期間満了で雇止めにすると、休業補償が止まってしまうのでしょうか。

会社として、休職発令し、雇用関係を継続させる必要がありますか。

【愛知・J社】

業務上のケガですから、そもそも雇止めが可能かという点から話を整理しましょう。

労基法第19条では、業務上のケガ等で「休業する期間及びその後30日間は、解雇してはならない」と定めています。

しかし、期間契約の場合は、「業務上負傷し又は疾病にかかり療養のため休業する期間中の者の労働契約もその期間満了とともに終了し、労基法第19条の適用はない」という解釈例規があります(昭23・1・16基発第56号)。

つまり、雇止めは可能ですが、仮にそのことで、労災補償がストップしてしまうとすれば、労働者にとって酷な結果となります。
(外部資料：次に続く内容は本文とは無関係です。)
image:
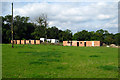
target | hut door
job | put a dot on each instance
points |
(77, 43)
(92, 43)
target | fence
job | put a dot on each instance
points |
(26, 41)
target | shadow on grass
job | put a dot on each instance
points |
(44, 54)
(108, 67)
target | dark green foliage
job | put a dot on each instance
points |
(28, 30)
(108, 67)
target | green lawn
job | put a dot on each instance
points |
(50, 61)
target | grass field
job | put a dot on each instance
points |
(50, 61)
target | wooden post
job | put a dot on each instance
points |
(12, 26)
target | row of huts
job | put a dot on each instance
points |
(81, 43)
(26, 41)
(65, 43)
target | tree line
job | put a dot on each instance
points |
(24, 30)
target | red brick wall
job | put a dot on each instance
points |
(74, 43)
(18, 41)
(37, 41)
(32, 41)
(27, 41)
(81, 43)
(22, 41)
(65, 43)
(96, 43)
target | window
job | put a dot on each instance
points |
(80, 42)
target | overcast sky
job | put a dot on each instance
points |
(75, 16)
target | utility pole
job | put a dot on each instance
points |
(12, 26)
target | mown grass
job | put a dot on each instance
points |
(50, 61)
会社として、賃金を払わないまでも、形式的に雇用契約を存続させて補償を受けさせるなど、工夫する必要が生じます。

しかし、労災保険法第12条の5に、「保険給付を受ける権利は、労働者の退職によって変更されることはない」という規定があります。

会社が払う保険料を原資に保険給付が支払われるので、労働関係が途切れると保険給付に影響が出るという誤解があるため、独立の条文を建て、退職後の権利を明らかにしたものです。

ですから、退職しても、「業務上の負傷又は疾病による療養のため労働することができない」状態である限りは、引き続き休業補償給付が支給されます。